Caso Agenerase cápsulas seja utilizado em associação com ritonavir em adultos, recomenda-se a administração de doses reduzidas de amprenavir (600 mg, duas vezes por dia) e de ritonavir (100-200 mg, duas vezes por dia). Quando o efavirenze for incluído no regime terapêutico, as doses deverão ser ajustadas de acordo com as interacções farmacocinéticas (ver 4.5 Interacções medicamentosas e outras formas de interacção).

Crianças (4 a 12 anos) e doentes com peso corporal inferior a 50 kg: a dose recomendada de Agenerase cápsulas é 20 mg/kg de peso corporal, duas vezes por dia, em associação com outros antiretrovíricos, sem exceder uma dose diária total de 2400 mg.

As interacções farmacocinéticas entre Agenerase e ritonavir ou outros inibidores da protease, administrados em doses baixas, não foram ainda avaliadas em crianças.
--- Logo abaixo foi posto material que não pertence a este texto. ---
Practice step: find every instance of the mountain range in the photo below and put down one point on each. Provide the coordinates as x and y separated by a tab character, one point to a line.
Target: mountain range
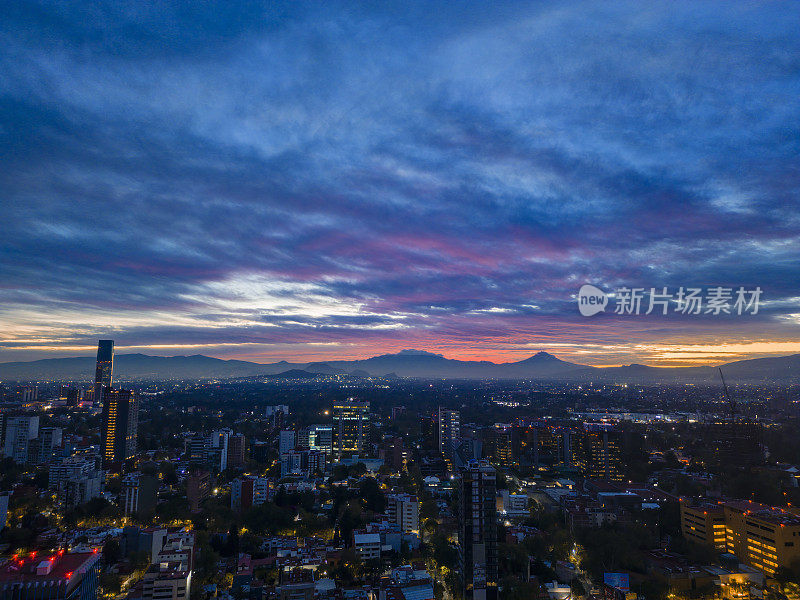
407	363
Portanto, estas associações deverão ser evitadas em crianças.

Crianças de idade inferior a 4 anos: não se recomenda a administração de Agenerase em crianças de idade inferior a 4 anos (ver 5.3 Dados de segurança pré-clínica).

Idosos: a farmacocinética, eficácia e segurança do amprenavir não foram estudadas em doentes de idade superior a 65 anos (ver 5.2 Propriedades farmacocinéticas).

Insuficiência renal: não se considera necessário ajuste da dose em doentes com insuficiência renal (ver 5.2 Propriedades farmacocinéticas).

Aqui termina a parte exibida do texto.